System-Wide Domain Blacklisting

Feb. 5, 2024 [hardening] [privacy-security] [guides] [libre] [technology]

Many of the same block lists used by ad blocker extensions can also be used globally by your hosts file to redirect all requests to that domain to a non-routable address. You may sometimes see this referred to as “blackholing” DNS. If a program initiates any lookups for cookielaw.org, and cookielaw.org is on this hosts file, it should be redirected to 0.0.0.0 which instantly fails out as unresolvable preventing the program from connecting to the actual destination.

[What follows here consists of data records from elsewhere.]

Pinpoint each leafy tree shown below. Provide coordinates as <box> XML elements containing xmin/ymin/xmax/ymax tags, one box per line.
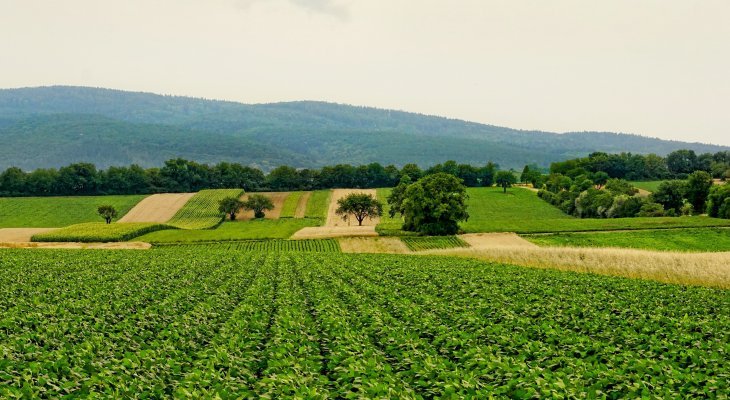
<box><xmin>592</xmin><ymin>171</ymin><xmax>609</xmax><ymax>189</ymax></box>
<box><xmin>218</xmin><ymin>196</ymin><xmax>245</xmax><ymax>221</ymax></box>
<box><xmin>399</xmin><ymin>163</ymin><xmax>423</xmax><ymax>182</ymax></box>
<box><xmin>97</xmin><ymin>205</ymin><xmax>118</xmax><ymax>224</ymax></box>
<box><xmin>387</xmin><ymin>176</ymin><xmax>412</xmax><ymax>218</ymax></box>
<box><xmin>479</xmin><ymin>162</ymin><xmax>497</xmax><ymax>187</ymax></box>
<box><xmin>666</xmin><ymin>150</ymin><xmax>698</xmax><ymax>176</ymax></box>
<box><xmin>685</xmin><ymin>171</ymin><xmax>713</xmax><ymax>212</ymax></box>
<box><xmin>706</xmin><ymin>185</ymin><xmax>730</xmax><ymax>218</ymax></box>
<box><xmin>395</xmin><ymin>173</ymin><xmax>469</xmax><ymax>235</ymax></box>
<box><xmin>242</xmin><ymin>194</ymin><xmax>274</xmax><ymax>218</ymax></box>
<box><xmin>495</xmin><ymin>170</ymin><xmax>517</xmax><ymax>193</ymax></box>
<box><xmin>604</xmin><ymin>179</ymin><xmax>638</xmax><ymax>196</ymax></box>
<box><xmin>637</xmin><ymin>202</ymin><xmax>665</xmax><ymax>217</ymax></box>
<box><xmin>651</xmin><ymin>180</ymin><xmax>687</xmax><ymax>213</ymax></box>
<box><xmin>335</xmin><ymin>193</ymin><xmax>383</xmax><ymax>226</ymax></box>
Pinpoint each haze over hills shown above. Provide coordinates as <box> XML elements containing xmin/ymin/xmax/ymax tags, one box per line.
<box><xmin>0</xmin><ymin>86</ymin><xmax>726</xmax><ymax>171</ymax></box>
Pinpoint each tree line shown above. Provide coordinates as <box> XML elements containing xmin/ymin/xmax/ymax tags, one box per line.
<box><xmin>0</xmin><ymin>158</ymin><xmax>504</xmax><ymax>197</ymax></box>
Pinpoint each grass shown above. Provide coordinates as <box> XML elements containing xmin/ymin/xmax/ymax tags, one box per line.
<box><xmin>304</xmin><ymin>189</ymin><xmax>331</xmax><ymax>221</ymax></box>
<box><xmin>167</xmin><ymin>189</ymin><xmax>243</xmax><ymax>229</ymax></box>
<box><xmin>0</xmin><ymin>195</ymin><xmax>146</xmax><ymax>228</ymax></box>
<box><xmin>630</xmin><ymin>181</ymin><xmax>666</xmax><ymax>192</ymax></box>
<box><xmin>137</xmin><ymin>219</ymin><xmax>320</xmax><ymax>243</ymax></box>
<box><xmin>401</xmin><ymin>236</ymin><xmax>469</xmax><ymax>251</ymax></box>
<box><xmin>31</xmin><ymin>222</ymin><xmax>172</xmax><ymax>242</ymax></box>
<box><xmin>279</xmin><ymin>191</ymin><xmax>304</xmax><ymax>218</ymax></box>
<box><xmin>375</xmin><ymin>188</ymin><xmax>406</xmax><ymax>235</ymax></box>
<box><xmin>155</xmin><ymin>239</ymin><xmax>340</xmax><ymax>252</ymax></box>
<box><xmin>524</xmin><ymin>227</ymin><xmax>730</xmax><ymax>252</ymax></box>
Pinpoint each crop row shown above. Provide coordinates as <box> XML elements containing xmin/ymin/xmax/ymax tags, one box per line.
<box><xmin>168</xmin><ymin>189</ymin><xmax>244</xmax><ymax>229</ymax></box>
<box><xmin>0</xmin><ymin>249</ymin><xmax>727</xmax><ymax>398</ymax></box>
<box><xmin>31</xmin><ymin>222</ymin><xmax>171</xmax><ymax>242</ymax></box>
<box><xmin>155</xmin><ymin>239</ymin><xmax>340</xmax><ymax>252</ymax></box>
<box><xmin>401</xmin><ymin>235</ymin><xmax>469</xmax><ymax>251</ymax></box>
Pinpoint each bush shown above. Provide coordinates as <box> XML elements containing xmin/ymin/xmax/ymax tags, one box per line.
<box><xmin>637</xmin><ymin>202</ymin><xmax>665</xmax><ymax>217</ymax></box>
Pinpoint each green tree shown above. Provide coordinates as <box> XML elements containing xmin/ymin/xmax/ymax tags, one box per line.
<box><xmin>242</xmin><ymin>194</ymin><xmax>274</xmax><ymax>218</ymax></box>
<box><xmin>592</xmin><ymin>171</ymin><xmax>610</xmax><ymax>189</ymax></box>
<box><xmin>685</xmin><ymin>171</ymin><xmax>713</xmax><ymax>213</ymax></box>
<box><xmin>335</xmin><ymin>193</ymin><xmax>383</xmax><ymax>226</ymax></box>
<box><xmin>218</xmin><ymin>196</ymin><xmax>245</xmax><ymax>221</ymax></box>
<box><xmin>479</xmin><ymin>162</ymin><xmax>497</xmax><ymax>187</ymax></box>
<box><xmin>97</xmin><ymin>205</ymin><xmax>118</xmax><ymax>224</ymax></box>
<box><xmin>706</xmin><ymin>185</ymin><xmax>730</xmax><ymax>218</ymax></box>
<box><xmin>395</xmin><ymin>173</ymin><xmax>469</xmax><ymax>235</ymax></box>
<box><xmin>651</xmin><ymin>180</ymin><xmax>687</xmax><ymax>213</ymax></box>
<box><xmin>495</xmin><ymin>170</ymin><xmax>517</xmax><ymax>193</ymax></box>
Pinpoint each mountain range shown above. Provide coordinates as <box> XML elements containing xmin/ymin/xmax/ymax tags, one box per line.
<box><xmin>0</xmin><ymin>86</ymin><xmax>726</xmax><ymax>171</ymax></box>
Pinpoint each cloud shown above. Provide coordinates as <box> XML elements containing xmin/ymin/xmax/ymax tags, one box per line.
<box><xmin>236</xmin><ymin>0</ymin><xmax>349</xmax><ymax>20</ymax></box>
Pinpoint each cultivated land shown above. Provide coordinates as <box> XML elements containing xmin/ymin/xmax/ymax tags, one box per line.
<box><xmin>118</xmin><ymin>193</ymin><xmax>195</xmax><ymax>223</ymax></box>
<box><xmin>31</xmin><ymin>222</ymin><xmax>171</xmax><ymax>243</ymax></box>
<box><xmin>167</xmin><ymin>189</ymin><xmax>243</xmax><ymax>229</ymax></box>
<box><xmin>236</xmin><ymin>192</ymin><xmax>289</xmax><ymax>220</ymax></box>
<box><xmin>138</xmin><ymin>219</ymin><xmax>319</xmax><ymax>243</ymax></box>
<box><xmin>0</xmin><ymin>195</ymin><xmax>145</xmax><ymax>228</ymax></box>
<box><xmin>0</xmin><ymin>228</ymin><xmax>57</xmax><ymax>242</ymax></box>
<box><xmin>1</xmin><ymin>249</ymin><xmax>726</xmax><ymax>398</ymax></box>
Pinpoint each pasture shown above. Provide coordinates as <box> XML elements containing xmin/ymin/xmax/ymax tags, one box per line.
<box><xmin>0</xmin><ymin>195</ymin><xmax>145</xmax><ymax>228</ymax></box>
<box><xmin>629</xmin><ymin>181</ymin><xmax>666</xmax><ymax>192</ymax></box>
<box><xmin>0</xmin><ymin>249</ymin><xmax>726</xmax><ymax>398</ymax></box>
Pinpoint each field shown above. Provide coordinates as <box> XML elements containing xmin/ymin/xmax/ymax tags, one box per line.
<box><xmin>118</xmin><ymin>193</ymin><xmax>195</xmax><ymax>223</ymax></box>
<box><xmin>0</xmin><ymin>249</ymin><xmax>726</xmax><ymax>398</ymax></box>
<box><xmin>137</xmin><ymin>219</ymin><xmax>320</xmax><ymax>243</ymax></box>
<box><xmin>279</xmin><ymin>191</ymin><xmax>305</xmax><ymax>218</ymax></box>
<box><xmin>167</xmin><ymin>189</ymin><xmax>243</xmax><ymax>229</ymax></box>
<box><xmin>629</xmin><ymin>181</ymin><xmax>666</xmax><ymax>192</ymax></box>
<box><xmin>155</xmin><ymin>239</ymin><xmax>340</xmax><ymax>252</ymax></box>
<box><xmin>0</xmin><ymin>195</ymin><xmax>146</xmax><ymax>228</ymax></box>
<box><xmin>303</xmin><ymin>189</ymin><xmax>331</xmax><ymax>220</ymax></box>
<box><xmin>524</xmin><ymin>227</ymin><xmax>730</xmax><ymax>252</ymax></box>
<box><xmin>30</xmin><ymin>222</ymin><xmax>172</xmax><ymax>242</ymax></box>
<box><xmin>401</xmin><ymin>235</ymin><xmax>469</xmax><ymax>251</ymax></box>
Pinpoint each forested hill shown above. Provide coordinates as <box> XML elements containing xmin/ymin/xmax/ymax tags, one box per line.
<box><xmin>0</xmin><ymin>86</ymin><xmax>726</xmax><ymax>170</ymax></box>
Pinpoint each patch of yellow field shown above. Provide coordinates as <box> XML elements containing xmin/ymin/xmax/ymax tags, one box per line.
<box><xmin>326</xmin><ymin>189</ymin><xmax>379</xmax><ymax>227</ymax></box>
<box><xmin>0</xmin><ymin>241</ymin><xmax>151</xmax><ymax>249</ymax></box>
<box><xmin>0</xmin><ymin>228</ymin><xmax>58</xmax><ymax>242</ymax></box>
<box><xmin>339</xmin><ymin>237</ymin><xmax>410</xmax><ymax>254</ymax></box>
<box><xmin>291</xmin><ymin>225</ymin><xmax>378</xmax><ymax>239</ymax></box>
<box><xmin>118</xmin><ymin>193</ymin><xmax>196</xmax><ymax>223</ymax></box>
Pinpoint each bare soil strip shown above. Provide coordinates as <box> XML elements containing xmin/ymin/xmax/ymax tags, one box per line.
<box><xmin>236</xmin><ymin>192</ymin><xmax>289</xmax><ymax>220</ymax></box>
<box><xmin>326</xmin><ymin>189</ymin><xmax>379</xmax><ymax>227</ymax></box>
<box><xmin>0</xmin><ymin>228</ymin><xmax>58</xmax><ymax>242</ymax></box>
<box><xmin>118</xmin><ymin>193</ymin><xmax>195</xmax><ymax>223</ymax></box>
<box><xmin>294</xmin><ymin>192</ymin><xmax>312</xmax><ymax>218</ymax></box>
<box><xmin>459</xmin><ymin>233</ymin><xmax>538</xmax><ymax>249</ymax></box>
<box><xmin>0</xmin><ymin>242</ymin><xmax>151</xmax><ymax>250</ymax></box>
<box><xmin>339</xmin><ymin>237</ymin><xmax>410</xmax><ymax>254</ymax></box>
<box><xmin>291</xmin><ymin>226</ymin><xmax>378</xmax><ymax>239</ymax></box>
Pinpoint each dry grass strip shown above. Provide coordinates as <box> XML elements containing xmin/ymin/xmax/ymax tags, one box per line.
<box><xmin>339</xmin><ymin>237</ymin><xmax>411</xmax><ymax>254</ymax></box>
<box><xmin>0</xmin><ymin>228</ymin><xmax>59</xmax><ymax>242</ymax></box>
<box><xmin>0</xmin><ymin>242</ymin><xmax>151</xmax><ymax>250</ymax></box>
<box><xmin>326</xmin><ymin>189</ymin><xmax>379</xmax><ymax>227</ymax></box>
<box><xmin>294</xmin><ymin>192</ymin><xmax>312</xmax><ymax>218</ymax></box>
<box><xmin>118</xmin><ymin>193</ymin><xmax>196</xmax><ymax>223</ymax></box>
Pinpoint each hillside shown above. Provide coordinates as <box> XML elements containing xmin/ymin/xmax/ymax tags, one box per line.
<box><xmin>1</xmin><ymin>86</ymin><xmax>727</xmax><ymax>170</ymax></box>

The concept of blackholing has been popularized among newbie privacy communities by the likes of “pi-hole”. But I think that pi-hole misses the mark. First of all, we don’t want to rely on a system outside of the host, not just because that introduces yet another device which needs to be rigorously secured but also because you may decide to take your computer with you to connect to another network somewhere else. Especially if it is a laptop. Or what of hopping on to a system-wide VPN connection? Additionally, our tor-wrapped DNS solution detailed in Hardened DNS will evade any such device sitting on the LAN attempting to mediate DNS.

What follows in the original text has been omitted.